Wer also einfach mal ein bisschen Vielfalt auf dem Teller haben möchte, kann unter meinen Produkten die passende Knolle finden. 

Wintergetreide

Wenn der Kartoffelacker abgeerntet ist, hat der Boden ganz schön gelitten: die schweren Erntemaschinen verdichten die Bodenschichten und die Nährstoffe wurden ziemlich entzogen. Im Bioanbau müssen wir jetzt definitiv ausgleichen und die leeren Speicher wieder füllen. Das kann man im Laufe der Fruchtfolge auf unterschiedliche Art machen. Gängig ist, dass man nach den Kartoffeln auf dem Acker Kleegras anbaut. Das liefert dem Boden Stickstoff zurück und lockert ihn gleichzeitig etwas auf. Und das lässt man dann auch tatsächlich mindestens 1 Jahr stehen. Es kann gemäht und als Tierfutter verwertet werden.

Im Anschluss kann man gut ein Wintergetreide anbauen. Das sind Kulturen wie z.B. Dinkel, Weizen oder Roggen. Sie werden im Herbst ausgesät, fangen dann noch an zu wachsen und gehen dann im Winter in eine Ruhephase. Unter einer Schneedecke halten sie auch gut eisige Temperaturen aus. 

So, dann schauen wir doch mal, welche Produkte ich daraus anbiete…

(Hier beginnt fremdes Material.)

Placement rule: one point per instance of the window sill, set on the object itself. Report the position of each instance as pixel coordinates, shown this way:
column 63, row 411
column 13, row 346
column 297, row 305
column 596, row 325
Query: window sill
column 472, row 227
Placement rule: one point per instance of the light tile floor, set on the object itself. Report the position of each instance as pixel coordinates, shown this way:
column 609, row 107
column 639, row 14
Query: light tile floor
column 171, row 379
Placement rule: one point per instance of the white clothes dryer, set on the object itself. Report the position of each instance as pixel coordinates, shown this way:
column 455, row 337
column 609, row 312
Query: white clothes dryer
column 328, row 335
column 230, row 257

Aus Getreide wird hauptsächlich Mehl gewonnen. In meiner kleinen Mühle mache ich auch regelmäßig Dinkelmehl. Aber ich möchte auch den Grieß verwerten, der beim Mahlen entsteht. Ich biete ihn ebenfalls an, und alternativ verwende ich ihn in meiner Cookie-Backmischung

Aus dem ganzen Korn kann man aber auch wunderbar Flocken für Müsli herstellen. Deshalb gibt es bei mir auch Getreideflocken, die ich frisch in meiner kleinen Flockenquetsche mache.

Sommerkulturen

Nach dem Wintergetreide, das im Sommer gedroschen wird, kann man dann nochmal eine Zwischenfrucht aussäen. Das sind meisten Mischungen mit vielen Kleesorten und Luzerne oder Ölrettich.. je nach Bedarf für den jeweiligen Acker. Diese Zwischenfrucht friert dann im Winter ab (es soll aber auch schon viele Winter gegeben haben, in denen dieses Prinzip nicht aufgegangen ist :)) und kann im Frühling umgebrochen werden.

Auch möglich ist, dass man keine Zwischenfrucht sät und dafür schon im Herbst den Acker pflügt. Der dann kommende Frost im Winter macht den Boden mürbe, oder „gar“. Für welchen Weg man sich entscheidet, ist abhängig davon, was man im Frühjahr anbauen möchte.. und auch davon, auf was man mehr Lust hat….

Als „Sommerungen“ können im Frühjahr nun verschiedene Früchte angebaut werden: entweder ein Sommergetreide wie Hafer, Leguminosen wie Linsen oder Ölfrüchte wie Sonnenblumen, Leindotter, Lein oder auch Senf

Nebenprodukte

Aus diesen ganzen schönen Erzeugnissen kann man dann also wunderbare Produkte herstellen. Beim Herstellungsprozess entstehen dann zum Teil aber auch wieder „Nebenprodukte“. So erhalte ich beim Ölpressen neben dem Öl auch den trockenen Presskuchen, der als Tierfutter genutzt werden kann. Aus dem Senf-Presskuchen mahle ich Senfmehl und mache daraus einen eigenen Senf. 

Aus den Abfüll-Resten des Sonnenblumenöls stelle ich Naturseifen her. 

Ziel ist es, die Produkte bestmöglich zu verwerten und so wenig wie möglich wegzuwerfen.